Let's say I have an unicode variable:
uni_var = u'Na teatr w pi\xc4\x85tek'
I want to have a string, which will be the same as uni_var
, just without the "u", so:
str_var = 'Na teatr w pi\xc4\x85tek'
How can I do it? I would like to find something like:
str_var = uni_var.text()
You appear to have badly decoded Unicode; those are UTF-8 bytes masking as Latin-1 codepoints.
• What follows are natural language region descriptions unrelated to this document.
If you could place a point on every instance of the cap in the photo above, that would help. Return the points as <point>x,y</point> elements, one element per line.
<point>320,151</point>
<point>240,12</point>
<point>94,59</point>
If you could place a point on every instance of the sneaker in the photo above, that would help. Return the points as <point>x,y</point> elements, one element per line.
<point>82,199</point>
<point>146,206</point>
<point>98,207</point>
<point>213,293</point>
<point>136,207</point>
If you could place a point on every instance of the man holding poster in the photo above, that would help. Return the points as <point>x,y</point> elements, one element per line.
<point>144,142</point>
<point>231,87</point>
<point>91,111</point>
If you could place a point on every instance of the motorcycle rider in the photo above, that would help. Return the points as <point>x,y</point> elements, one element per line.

You can get back to proper UTF-8 bytes by encoding to a codec that maps Unicode codepoints one-on-one to bytes, like Latin-1:
>>> uni_var = u'Na teatr w pi\xc4\x85tek'
>>> uni_var.encode('latin1')
'Na teatr w pi\xc4\x85tek'
but be careful; it could also be that the CP1252 encoding was used to decode to Unicode here. It all depends on where this Mojibake was produced.
You could also use the ftfy
library to detect how to best repair this; it produces Unicode output:
>>> import ftfy
>>> uni_var = u'Na teatr w pi\xc4\x85tek'
>>> ftfy.fix_text(uni_var)
u'Na teatr w pi\u0105tek'
>>> print ftfy.fix_text(uni_var)
Na teatr w piątek
The library will handle CP1252 Mojibake's automatically.